The media arm of al-Qaeda in the Arabian Peninsula (AQAP) this week published a nine-page how-to guide in its English-language magazine on making car bombs and suggests terror targets in the UK and the US.
The publication suggests followers target the Royal Military Academy Sandhurst, Thames House in London and department stores during Friday prayers, so as to avoid harming Muslims.
There is a suggested list of targets for lone-wolf, or individually executed, terror attacks, including New York's Times Square, casinos and nightclubs in Las Vegas, oil tankers and busy train stations.
It also encourages attacks on places around the world where Britons, Americans and Israelis take holidays.
Included in the article is a timeline of terror attacks, including 9/11 and the Boston bombings that includes a blank entry marked 201?, implying a terror attack on foreign soil is planned for the near future.
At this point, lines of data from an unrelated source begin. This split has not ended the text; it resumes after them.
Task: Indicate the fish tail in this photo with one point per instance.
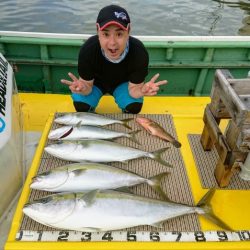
(155, 183)
(157, 156)
(204, 203)
(176, 143)
(133, 138)
(126, 121)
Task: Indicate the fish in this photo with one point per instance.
(100, 151)
(108, 210)
(155, 129)
(79, 132)
(86, 176)
(92, 119)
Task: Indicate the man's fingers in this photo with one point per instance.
(161, 82)
(73, 77)
(66, 82)
(154, 78)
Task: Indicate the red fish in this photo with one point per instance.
(155, 129)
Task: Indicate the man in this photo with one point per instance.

The manual goes on to praise the “Boston bomber brothers” Tamerlan and Dzhokhar Tsarnaev, praying mercy for them.
Steve Stalinsky, whose organization Middle East Media Research Institute (MEMRI) monitors the online and media activity of radical groups and reported on the release of this publication, said, “Both AQAP and ISIL, as well as every other al-Qaeda branch and offshoot is relying on US social media companies including Twitter and YouTube for their cyber-Jihad efforts”.
“There could be some envy by AQAP that ISIL is now getting all the headlines,” Stalinsky said.
Middle East has been witnessing a surge in radical militancy since the US-backed war started in Syria in 2011.
Militant groups which used the opportunity of Western governments’ silence on any activity that could lead into fall of the government in Damascus developed in large numbers across Syria and Iraq.
Mass executions and extremist violence by these groups, mainly the so-called Islamic State of Iraq and Levant and al-Qaeda’s al-Nusra Front, has left thousands of victims in both Arab countries.